Equip $c_{00}$ with $\|\cdot\|_2$. Let $B$ be the norm closed unit ball of $c_{00}$. I want to show $B$ is not weakly compact. It suffices to show that there every sequence $(x_n)$ in $B$ such that has no weakly cluster point $x$ in $B$.
In fact, let $y=(y_n)\in\ell_2$. Then $f_y(x)=\sum\limits_{n=1}^{\infty}x_ny_n$ ($x=(x_n)\in c_{00}$) defines a bounded linear functional on $c_{00}$; that is $f_y\in {c_{00}}^*$.
I saw this. And I am trying to use it to find an example. But I am stuck. Can anyone help me?
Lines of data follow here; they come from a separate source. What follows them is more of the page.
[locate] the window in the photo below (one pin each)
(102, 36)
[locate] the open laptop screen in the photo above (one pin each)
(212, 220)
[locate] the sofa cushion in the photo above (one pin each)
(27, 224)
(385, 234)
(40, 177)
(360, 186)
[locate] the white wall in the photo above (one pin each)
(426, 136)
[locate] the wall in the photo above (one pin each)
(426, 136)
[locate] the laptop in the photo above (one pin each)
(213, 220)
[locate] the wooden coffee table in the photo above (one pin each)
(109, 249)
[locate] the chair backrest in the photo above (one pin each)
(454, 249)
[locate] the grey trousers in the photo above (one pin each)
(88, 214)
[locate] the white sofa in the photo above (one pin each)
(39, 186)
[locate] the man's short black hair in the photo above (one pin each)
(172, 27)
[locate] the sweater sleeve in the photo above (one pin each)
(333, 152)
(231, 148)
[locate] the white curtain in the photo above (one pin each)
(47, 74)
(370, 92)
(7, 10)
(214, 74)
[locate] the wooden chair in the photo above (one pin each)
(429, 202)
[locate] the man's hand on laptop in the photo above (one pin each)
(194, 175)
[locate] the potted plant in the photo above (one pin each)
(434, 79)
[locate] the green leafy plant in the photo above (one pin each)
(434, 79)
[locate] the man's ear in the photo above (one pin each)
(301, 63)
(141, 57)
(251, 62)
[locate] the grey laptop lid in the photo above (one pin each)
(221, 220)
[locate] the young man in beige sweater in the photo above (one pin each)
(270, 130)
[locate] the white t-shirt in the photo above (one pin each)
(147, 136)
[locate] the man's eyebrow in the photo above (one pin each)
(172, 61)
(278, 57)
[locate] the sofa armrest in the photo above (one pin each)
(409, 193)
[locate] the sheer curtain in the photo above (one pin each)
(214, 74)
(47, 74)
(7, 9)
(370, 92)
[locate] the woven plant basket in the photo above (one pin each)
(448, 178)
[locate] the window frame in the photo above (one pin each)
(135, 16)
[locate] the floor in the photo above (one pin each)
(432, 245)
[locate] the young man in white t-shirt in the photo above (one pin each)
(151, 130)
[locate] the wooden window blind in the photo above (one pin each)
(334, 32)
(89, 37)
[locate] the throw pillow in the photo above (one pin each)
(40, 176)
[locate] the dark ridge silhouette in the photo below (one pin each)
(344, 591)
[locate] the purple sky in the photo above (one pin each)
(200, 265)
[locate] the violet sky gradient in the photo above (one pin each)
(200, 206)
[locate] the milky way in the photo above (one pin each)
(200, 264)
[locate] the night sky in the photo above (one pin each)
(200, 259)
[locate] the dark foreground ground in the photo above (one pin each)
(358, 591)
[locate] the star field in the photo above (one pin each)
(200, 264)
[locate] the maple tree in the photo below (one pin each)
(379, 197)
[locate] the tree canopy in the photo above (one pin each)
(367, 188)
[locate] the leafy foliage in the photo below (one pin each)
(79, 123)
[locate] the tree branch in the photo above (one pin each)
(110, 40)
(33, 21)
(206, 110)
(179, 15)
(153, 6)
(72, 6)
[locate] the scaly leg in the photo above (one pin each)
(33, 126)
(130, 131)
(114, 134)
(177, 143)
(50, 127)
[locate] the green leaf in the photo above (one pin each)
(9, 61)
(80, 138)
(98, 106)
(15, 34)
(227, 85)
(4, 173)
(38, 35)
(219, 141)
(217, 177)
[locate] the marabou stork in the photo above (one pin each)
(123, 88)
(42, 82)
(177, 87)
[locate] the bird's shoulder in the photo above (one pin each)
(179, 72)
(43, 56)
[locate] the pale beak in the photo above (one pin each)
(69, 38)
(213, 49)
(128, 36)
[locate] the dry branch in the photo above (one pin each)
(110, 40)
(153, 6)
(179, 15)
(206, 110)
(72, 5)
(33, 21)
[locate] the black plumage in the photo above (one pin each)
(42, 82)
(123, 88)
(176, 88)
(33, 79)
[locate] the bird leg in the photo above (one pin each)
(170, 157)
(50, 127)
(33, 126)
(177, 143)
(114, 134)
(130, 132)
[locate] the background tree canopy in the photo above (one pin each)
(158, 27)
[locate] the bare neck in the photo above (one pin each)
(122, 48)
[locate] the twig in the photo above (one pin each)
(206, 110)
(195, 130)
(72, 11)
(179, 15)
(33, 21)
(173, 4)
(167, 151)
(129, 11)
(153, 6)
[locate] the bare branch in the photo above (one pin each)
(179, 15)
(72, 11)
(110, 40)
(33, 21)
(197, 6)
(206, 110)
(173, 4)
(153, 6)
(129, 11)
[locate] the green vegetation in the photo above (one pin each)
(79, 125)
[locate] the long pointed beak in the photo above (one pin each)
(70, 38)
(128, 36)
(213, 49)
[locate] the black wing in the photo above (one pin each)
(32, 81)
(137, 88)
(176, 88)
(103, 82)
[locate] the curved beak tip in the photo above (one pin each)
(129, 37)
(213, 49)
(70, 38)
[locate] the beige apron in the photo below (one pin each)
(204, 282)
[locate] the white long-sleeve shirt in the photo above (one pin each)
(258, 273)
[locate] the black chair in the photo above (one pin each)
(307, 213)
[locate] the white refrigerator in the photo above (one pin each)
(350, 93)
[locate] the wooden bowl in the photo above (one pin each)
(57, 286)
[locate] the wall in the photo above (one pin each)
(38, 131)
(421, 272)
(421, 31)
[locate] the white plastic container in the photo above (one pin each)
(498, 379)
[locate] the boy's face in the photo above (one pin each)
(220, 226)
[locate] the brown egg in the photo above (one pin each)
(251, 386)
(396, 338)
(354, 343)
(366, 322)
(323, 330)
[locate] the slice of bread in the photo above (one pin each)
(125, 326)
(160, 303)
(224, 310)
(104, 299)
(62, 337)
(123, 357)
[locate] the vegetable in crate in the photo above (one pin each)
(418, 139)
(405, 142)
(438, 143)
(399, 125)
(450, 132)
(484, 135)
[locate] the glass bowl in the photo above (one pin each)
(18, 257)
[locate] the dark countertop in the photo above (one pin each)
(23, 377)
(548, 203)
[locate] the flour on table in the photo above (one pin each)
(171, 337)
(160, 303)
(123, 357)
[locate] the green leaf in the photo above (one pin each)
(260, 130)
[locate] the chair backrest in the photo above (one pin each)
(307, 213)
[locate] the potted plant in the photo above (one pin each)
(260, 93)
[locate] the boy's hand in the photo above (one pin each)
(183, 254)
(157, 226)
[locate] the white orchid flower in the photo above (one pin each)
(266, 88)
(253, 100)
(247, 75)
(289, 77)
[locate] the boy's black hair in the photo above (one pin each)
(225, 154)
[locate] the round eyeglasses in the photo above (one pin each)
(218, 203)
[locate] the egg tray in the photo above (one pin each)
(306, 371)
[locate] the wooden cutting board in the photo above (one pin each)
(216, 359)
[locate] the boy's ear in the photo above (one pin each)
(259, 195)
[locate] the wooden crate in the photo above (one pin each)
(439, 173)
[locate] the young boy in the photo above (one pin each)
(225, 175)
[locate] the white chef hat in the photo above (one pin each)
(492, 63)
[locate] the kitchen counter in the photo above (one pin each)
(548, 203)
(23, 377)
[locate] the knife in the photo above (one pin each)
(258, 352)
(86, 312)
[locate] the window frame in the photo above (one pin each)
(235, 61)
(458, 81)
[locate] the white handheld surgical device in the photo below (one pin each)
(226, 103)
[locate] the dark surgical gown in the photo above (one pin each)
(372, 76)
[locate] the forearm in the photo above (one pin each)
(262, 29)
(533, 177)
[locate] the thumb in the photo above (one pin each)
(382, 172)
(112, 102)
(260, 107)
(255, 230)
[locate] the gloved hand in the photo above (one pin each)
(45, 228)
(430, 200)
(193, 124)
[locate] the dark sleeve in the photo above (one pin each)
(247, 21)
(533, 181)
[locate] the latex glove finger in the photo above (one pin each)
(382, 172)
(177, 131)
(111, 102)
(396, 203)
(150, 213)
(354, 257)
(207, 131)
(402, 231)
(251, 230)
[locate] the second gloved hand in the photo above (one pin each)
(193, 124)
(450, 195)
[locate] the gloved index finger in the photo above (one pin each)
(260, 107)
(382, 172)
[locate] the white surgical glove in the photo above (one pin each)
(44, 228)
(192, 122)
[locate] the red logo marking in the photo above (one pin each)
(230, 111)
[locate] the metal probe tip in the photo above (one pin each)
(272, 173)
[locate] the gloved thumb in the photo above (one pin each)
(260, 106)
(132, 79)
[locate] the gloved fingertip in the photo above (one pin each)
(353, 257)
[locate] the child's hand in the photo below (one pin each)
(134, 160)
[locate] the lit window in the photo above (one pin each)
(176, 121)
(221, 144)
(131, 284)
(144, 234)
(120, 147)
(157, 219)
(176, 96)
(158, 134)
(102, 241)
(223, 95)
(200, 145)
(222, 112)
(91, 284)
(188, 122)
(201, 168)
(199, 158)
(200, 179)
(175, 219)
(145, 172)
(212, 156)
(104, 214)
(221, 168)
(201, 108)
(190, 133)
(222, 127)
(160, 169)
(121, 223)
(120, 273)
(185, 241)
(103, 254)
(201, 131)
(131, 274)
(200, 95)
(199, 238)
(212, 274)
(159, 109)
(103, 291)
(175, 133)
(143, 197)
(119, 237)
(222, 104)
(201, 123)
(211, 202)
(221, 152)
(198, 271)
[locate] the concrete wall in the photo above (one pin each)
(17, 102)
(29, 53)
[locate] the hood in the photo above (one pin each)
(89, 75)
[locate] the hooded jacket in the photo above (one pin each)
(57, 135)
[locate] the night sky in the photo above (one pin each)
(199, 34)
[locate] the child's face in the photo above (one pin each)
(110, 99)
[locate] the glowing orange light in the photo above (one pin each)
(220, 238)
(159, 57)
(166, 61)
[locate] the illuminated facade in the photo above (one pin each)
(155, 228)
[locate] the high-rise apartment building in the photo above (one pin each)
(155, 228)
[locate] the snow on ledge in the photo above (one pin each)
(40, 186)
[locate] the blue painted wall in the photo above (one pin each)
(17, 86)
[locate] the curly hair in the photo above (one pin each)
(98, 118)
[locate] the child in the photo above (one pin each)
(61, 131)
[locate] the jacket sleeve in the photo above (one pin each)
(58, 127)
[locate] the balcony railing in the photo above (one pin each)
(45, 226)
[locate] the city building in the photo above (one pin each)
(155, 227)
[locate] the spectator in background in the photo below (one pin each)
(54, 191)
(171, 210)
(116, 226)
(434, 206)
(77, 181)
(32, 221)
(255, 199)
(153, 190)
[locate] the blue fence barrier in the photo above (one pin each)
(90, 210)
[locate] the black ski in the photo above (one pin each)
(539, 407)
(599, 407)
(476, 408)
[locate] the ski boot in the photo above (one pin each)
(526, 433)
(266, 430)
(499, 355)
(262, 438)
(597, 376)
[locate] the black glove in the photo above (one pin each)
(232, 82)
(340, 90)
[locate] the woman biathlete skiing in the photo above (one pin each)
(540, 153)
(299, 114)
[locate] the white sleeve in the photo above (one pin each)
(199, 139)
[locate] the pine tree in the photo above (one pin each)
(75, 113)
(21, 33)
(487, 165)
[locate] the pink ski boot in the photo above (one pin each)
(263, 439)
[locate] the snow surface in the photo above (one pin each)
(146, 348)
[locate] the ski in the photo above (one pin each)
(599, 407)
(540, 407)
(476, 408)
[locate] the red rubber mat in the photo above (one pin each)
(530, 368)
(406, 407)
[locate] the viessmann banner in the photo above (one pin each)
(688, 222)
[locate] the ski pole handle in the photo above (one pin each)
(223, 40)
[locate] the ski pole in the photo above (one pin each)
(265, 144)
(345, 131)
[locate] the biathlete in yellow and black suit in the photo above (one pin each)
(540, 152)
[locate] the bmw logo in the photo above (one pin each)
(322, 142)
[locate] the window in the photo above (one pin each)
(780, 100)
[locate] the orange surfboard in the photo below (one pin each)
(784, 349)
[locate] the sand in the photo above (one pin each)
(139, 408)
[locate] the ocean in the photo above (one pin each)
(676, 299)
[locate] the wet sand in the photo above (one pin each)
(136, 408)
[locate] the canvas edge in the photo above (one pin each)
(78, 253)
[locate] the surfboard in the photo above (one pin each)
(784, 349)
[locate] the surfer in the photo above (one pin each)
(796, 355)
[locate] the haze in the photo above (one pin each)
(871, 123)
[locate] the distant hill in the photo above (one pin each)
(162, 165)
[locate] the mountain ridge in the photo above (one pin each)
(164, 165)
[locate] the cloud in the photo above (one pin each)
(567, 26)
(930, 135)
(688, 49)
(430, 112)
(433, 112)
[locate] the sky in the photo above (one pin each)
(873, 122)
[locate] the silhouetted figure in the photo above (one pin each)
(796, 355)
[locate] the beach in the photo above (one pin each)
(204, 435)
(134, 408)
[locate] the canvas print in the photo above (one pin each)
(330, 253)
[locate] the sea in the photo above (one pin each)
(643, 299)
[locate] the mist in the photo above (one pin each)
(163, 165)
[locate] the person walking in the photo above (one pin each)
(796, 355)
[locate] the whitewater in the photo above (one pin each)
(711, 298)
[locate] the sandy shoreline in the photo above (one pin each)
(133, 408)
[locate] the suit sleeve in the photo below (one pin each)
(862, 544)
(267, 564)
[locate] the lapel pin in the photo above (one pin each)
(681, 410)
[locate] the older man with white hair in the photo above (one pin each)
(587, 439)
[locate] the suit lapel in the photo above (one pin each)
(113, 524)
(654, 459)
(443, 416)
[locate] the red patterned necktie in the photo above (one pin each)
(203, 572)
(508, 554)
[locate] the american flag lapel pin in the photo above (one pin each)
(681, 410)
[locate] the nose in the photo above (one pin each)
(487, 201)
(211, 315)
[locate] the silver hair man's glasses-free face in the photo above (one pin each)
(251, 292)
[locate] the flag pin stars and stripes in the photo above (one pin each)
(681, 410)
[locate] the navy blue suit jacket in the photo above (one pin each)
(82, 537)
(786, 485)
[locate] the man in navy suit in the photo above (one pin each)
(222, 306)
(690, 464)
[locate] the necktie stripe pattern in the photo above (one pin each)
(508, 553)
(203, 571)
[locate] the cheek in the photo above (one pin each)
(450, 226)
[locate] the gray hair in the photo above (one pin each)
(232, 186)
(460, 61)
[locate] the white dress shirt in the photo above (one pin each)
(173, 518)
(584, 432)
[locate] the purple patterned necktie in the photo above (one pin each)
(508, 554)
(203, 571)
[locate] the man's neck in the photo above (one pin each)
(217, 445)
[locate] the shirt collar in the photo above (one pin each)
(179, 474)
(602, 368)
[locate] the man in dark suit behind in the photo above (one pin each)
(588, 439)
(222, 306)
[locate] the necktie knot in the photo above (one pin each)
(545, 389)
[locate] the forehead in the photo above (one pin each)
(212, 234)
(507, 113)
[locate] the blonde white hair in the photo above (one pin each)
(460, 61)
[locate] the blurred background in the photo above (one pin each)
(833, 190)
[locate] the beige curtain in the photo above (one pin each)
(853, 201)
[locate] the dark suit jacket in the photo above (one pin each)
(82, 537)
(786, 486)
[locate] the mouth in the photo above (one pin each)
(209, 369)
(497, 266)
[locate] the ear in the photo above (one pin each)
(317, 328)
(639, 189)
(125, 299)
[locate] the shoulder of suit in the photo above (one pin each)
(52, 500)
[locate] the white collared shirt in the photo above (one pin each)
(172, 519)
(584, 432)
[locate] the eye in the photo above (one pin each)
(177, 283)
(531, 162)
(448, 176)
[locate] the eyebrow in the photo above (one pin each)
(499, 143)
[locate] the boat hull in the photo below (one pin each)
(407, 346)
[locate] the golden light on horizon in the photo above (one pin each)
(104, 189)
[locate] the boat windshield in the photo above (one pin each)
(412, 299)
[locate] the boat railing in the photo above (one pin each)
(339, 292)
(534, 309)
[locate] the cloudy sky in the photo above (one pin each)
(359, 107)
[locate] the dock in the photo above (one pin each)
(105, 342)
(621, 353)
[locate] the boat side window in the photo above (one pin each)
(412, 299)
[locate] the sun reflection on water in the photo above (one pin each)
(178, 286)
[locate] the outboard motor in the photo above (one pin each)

Thank you!
Best Answer
In this answer to your previous question we considered the sequence $(x_n)_n$ defined as $$x_n = \left(\frac12, \frac14, \frac18, \ldots, \frac1{2^n}, 0, 0, \ldots\right) \in B$$
We then showed that the sets $E_n = \{x_k : k \ge n\}$ are weakly closed and satisfy $\bigcap_{n=1}^\infty E_n = \emptyset$.
By taking complements we get $\bigcup_{n=1}^\infty E_n^c = c_{00}$.
Assume that $(x_n)_n$ has a weak limit point $y \in c_{00}$. Then there exists $n \in \mathbb{N}$ such that $y \in E_n^c$. Therefore $E_n^c$ is a weakly open neighbourhood of $y$ so $E_n^c$ contains infinitely many terms of the sequence $(x_n)_n$.
But this is a direct contradiction with $E_n = \{x_k : k \ge n\}$.